Me felicitaron, el crupier inclusive me devolvió la carta con el beso y escribió en ella un número telefónico. Qué valentía hacerlo frente a tantos hombres mayores, aunque luego se desvivía por explicar que no era lo que parecía. Parándome lentamente me acomode el pantalón negro de gasa y me retiré de la sala, respetuosa y en silencio, como quien quiere establecer un perfil sofisticado. Salí del casino con un gesto propio de mi persona, una sonrisa provocadora.
Marqué el número que el joven me había dado y empecé a caminar. Ligera, aunque la valija me pesara, e incómoda, que estúpidas botas. Vi el mar a lo lejos, quería volver a no sentir el tiempo, a perderme entre las horas, los minutos y los segundos. Las luces, pensé. Puedo pelearlo todo, pero no las luces. Las miré todo el recorrido, debo admitir que con un esfuerzo envidiable. Agarré la carta, porque el papel corta, pensé. Tome una respiración profunda y tracé con sutileza un primer tajo sobre mi muñeca derecha. Cómo dolía. Podía notar cómo caían las gotas de sangre, una por una. El que hice sobre mi muñeca izquierda fue un poco más violento; sólo se puede ser realmente bueno con una de las dos manos. Empecé a temblar, nada insostenible.
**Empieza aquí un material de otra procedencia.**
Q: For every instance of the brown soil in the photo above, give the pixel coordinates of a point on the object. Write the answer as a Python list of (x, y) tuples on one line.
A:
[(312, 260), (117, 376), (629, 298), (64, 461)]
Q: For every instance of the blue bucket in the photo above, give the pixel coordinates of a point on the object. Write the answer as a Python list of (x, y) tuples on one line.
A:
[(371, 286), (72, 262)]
Ella atendió, soberbia. Me saludó impaciente, aunque ya sabía lo que había ocurrido. Comenzó a decirme que no tendría que haberme acostado con todos esos hombres importantes, o al menos, que debería de haberle dado su dinero porque no era ningún monto menor. Yo la detestaba, ridícula proxeneta. Prosiguió comentando todas las formas originales que se le habían ocurrido para matarme pero estoy segura de que ninguna incluía una carta de Póquer, así que me dí ese punto. No sé cuándo fue exactamente que deje de escucharla, sólo podía pensar en que me faltaban unos míseros cincuenta mil pesos para saldar una deuda que me adjudiqué por el sólo capricho inútil de sacar a mi padre de la cárcel. El mismo infeliz que me encastró la cabeza infinitas veces contra las ventanas del auto; claro que también tuve que pagar esos arreglos. Le dije que me aburría escucharla, que venga rápido, cualquiera que encuentre una valija con dinero se la lleva. Le corté. Inmediatamente saqué la navaja que tenía en la bota. Al fin, que satisfacción, pensé. No debía de ser más grande que la palma de mi mano y sin embargo molestaba como si fuera un rifle. Una vez más, brillaron las luces ante mi. Que tranquila el agua, ¿qué hora será?. Escuché estacionar una camioneta sin mover la mirada. No importaba el tiempo, yo ya estaba perdida. Me degollé la garganta con la esperanza de que luces se apagaran, eran muy fuertes. Finalmente, lo hicieron.